Robinson and 19 other dealers continue their battle with automaker

A group of car dealers from across Ontario is claiming that the giant auto­maker’s method of review of Canadian car dealerships was a sham and dictated by company conflicts and was interfered with by its American interests.

Twenty dealers from across Ontario are now in a legal bat­tle against GM of Canada Limited (GMCL) for its actions in ending their sales and ser­vice agreements in May 2009.

Cindy Robinson, of Robin­son Pontiac Buick GMC is among those who sued the Canadian division of GM for what they believe was an arbitrary decision to end the deal­ers’ sales and service agree­ment.

She said in an interview on Monday one of the important parts of the case was the 20 dealers won the right to act as a group, instead of having to deal piecemeal with the auto giant through the courts. “They want­ed single arbitration.”

The dealers stated a top GM official has already  admitted the American parent com­pany prevented the the Cana­dian manu­facturer from revers­ing any termination deci­sions.

The dealers stated the com­pany’s “management re­view process was a sham,” in their latest court filing in reply to the company statement of defence in the case. “Not a single dealer has been re­instated.”

That court statement came after pre-trial testimony from Marc Comeau, GM’s vice-president of sales, service, and marketing, who said reinstating dealers “was not in the plan.”

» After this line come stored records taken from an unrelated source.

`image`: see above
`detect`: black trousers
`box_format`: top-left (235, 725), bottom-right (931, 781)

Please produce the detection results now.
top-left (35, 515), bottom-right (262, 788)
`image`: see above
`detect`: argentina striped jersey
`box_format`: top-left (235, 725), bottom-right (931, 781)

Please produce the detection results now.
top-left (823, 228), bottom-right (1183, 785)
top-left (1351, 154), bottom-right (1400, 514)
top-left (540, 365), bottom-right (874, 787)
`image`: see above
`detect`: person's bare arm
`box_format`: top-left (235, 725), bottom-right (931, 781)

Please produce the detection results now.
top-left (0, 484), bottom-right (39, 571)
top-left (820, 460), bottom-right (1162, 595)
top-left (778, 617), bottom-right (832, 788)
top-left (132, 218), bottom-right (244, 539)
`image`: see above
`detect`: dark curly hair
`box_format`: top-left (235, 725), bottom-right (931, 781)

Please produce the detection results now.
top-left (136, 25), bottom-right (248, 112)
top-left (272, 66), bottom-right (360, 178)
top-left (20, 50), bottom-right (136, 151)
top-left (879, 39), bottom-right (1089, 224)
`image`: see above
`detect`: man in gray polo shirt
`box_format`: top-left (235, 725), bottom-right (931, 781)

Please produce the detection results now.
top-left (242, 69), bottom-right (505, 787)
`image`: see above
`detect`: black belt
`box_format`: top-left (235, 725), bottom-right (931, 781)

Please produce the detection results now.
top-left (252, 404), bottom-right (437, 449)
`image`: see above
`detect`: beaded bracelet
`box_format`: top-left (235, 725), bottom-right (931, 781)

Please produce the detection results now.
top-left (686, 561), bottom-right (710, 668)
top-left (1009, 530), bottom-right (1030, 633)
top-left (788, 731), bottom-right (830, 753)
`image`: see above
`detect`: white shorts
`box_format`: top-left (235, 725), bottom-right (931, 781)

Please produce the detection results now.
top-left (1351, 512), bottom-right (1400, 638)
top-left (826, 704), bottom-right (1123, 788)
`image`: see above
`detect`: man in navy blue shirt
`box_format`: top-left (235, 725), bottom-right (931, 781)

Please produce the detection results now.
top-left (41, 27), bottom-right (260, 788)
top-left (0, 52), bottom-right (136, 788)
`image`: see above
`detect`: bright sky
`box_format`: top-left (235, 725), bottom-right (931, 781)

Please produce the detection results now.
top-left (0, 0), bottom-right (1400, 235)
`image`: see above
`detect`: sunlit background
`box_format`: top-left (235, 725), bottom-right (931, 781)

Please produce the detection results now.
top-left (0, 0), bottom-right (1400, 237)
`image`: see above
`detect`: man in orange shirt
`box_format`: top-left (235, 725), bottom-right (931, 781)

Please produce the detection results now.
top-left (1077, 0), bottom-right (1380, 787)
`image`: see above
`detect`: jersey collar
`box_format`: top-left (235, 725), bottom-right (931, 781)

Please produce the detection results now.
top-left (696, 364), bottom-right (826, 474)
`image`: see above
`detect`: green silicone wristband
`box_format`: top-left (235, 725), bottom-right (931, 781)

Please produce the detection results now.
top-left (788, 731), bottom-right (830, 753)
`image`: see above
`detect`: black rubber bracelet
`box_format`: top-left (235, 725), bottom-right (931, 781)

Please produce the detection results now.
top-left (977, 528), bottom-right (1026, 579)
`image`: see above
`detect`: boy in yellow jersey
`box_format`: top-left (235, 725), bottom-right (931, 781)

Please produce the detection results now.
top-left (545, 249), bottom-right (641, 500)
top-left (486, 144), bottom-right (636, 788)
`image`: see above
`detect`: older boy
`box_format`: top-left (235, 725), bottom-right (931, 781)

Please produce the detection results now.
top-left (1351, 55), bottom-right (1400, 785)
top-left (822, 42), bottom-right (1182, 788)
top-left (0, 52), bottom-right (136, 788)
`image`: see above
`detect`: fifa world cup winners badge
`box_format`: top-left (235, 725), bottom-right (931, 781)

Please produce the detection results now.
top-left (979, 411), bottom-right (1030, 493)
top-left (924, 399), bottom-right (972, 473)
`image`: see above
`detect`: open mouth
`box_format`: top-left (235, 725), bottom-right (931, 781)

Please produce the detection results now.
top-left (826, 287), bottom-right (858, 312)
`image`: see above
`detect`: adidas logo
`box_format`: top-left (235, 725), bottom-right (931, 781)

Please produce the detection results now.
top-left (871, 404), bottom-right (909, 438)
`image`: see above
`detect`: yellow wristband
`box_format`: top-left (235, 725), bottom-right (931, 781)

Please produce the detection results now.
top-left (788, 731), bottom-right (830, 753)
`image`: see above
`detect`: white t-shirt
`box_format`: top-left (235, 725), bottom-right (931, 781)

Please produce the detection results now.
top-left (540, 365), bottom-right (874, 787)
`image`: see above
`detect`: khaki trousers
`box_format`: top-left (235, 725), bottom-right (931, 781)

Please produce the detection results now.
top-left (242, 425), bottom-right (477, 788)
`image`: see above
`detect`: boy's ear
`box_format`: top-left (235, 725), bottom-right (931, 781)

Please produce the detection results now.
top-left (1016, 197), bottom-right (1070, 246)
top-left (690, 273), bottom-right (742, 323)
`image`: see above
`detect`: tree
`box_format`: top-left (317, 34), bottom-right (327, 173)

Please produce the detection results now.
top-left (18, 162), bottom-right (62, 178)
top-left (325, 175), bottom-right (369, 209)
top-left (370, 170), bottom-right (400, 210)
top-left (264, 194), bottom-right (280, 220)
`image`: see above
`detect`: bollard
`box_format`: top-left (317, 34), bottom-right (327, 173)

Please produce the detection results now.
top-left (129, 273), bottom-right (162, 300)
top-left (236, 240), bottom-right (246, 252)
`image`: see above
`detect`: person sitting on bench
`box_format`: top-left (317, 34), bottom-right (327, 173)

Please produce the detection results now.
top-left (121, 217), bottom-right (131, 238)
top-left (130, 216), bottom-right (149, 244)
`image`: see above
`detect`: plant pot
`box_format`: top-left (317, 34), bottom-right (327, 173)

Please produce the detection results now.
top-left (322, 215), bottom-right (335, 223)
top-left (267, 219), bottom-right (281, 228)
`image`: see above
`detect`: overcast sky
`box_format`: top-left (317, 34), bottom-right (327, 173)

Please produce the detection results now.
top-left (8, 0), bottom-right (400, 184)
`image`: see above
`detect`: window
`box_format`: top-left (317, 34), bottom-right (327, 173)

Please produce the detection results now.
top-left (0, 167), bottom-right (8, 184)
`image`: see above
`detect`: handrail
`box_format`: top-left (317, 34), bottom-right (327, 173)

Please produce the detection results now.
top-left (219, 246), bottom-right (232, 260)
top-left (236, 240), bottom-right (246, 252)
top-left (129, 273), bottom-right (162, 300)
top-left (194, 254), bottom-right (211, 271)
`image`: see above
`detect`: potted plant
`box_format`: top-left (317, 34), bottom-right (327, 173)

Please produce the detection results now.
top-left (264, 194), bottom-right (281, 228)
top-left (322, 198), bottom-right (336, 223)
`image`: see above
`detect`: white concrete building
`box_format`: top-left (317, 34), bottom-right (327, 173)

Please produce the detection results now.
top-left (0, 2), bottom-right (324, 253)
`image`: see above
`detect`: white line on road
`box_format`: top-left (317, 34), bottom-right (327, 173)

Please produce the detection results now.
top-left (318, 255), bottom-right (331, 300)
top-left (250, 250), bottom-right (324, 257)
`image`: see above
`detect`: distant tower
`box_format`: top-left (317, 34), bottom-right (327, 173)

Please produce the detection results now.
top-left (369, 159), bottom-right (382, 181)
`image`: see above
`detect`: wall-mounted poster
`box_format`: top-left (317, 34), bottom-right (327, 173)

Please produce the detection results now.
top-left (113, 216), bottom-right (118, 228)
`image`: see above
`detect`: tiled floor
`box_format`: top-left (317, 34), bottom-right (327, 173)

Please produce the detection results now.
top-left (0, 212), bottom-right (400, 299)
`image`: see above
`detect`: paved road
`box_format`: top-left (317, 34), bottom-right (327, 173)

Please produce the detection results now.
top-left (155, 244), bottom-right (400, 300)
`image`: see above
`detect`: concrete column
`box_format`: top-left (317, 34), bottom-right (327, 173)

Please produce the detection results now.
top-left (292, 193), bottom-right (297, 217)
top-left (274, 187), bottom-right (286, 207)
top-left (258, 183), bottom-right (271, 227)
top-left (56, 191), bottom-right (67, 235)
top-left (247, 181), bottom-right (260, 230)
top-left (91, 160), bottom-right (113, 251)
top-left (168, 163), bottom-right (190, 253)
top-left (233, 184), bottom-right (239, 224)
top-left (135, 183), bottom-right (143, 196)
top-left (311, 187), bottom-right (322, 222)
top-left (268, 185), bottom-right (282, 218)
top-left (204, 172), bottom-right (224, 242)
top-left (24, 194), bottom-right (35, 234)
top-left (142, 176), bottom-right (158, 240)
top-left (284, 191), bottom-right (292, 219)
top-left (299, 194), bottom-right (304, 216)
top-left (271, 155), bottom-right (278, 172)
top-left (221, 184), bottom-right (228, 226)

The company had to cut its dealership network by 40 per cent or about 250 retailers in Canada to cut costs under a survival plan that needed the ap­proval of the Ottawa and On­tario governments so GM and Chrysler could obtain billions of dollars in public loans and equity investments.

The dealers are charging that the federal and provincial gov­ernments never asked or told the company to terminate dealers.

“The purported termina­tions were issued by GMCL in compliance with a directive from its parent company in the U.S.,” the dealers said, adding that it was “Made without con­sultation with or notice” to the GMCL, the dealers added.

The group also rejected the claim that the company’s ori­ginal criteria for closures – in­cluding sales effectiveness, cus­tomer satisfaction, market share, location, facilities – was fair. In the U.S. the automaker used similar criteria in drop­ping dealership  but then it chang­ed that decision after ad­mitting there were flaws – and it reinstated some dealers.

The dealers also charge the Canadian divi­sion had conflicts of interest because it kept several under performing deal­er­ships where the company had a stake or control, at the ex­pense of profitable retailers in the same or nearby markets who lost their stores.

“As a result of these eco­nomic interests, GMCL did not design and implement a fair evaluation process nor did it apply proper business judg­ment,” the dealers group said.

GM announced the deci­sions on closures in May last year. It offered pay­ments rang­ing from $115,000 to $1-milli­on for dealers being dropped. About 85 per cent of those deal­ers accepted that proposal.

The company said in its de­fence that it came close to applying for bank­ruptcy court protection and that the ob­jec­ting dealers would have prob­ably received nothing as un­secured creditors.

When the dealer group sued GM, it sought an injunction to remain open for at least another five years after expiry of their current contracts, which is at the end of October.

GM offered to extend the agreements until the end of January. A trial is scheduled to start in November.

Robinson is hoping her com­pany will be reinstated as a GM dealership. It currently deals with  GM representa­tives and, “We have a wonderful relationship with them … It’s business as usual. We’ve been in business 45 years and we don’t want to change now.”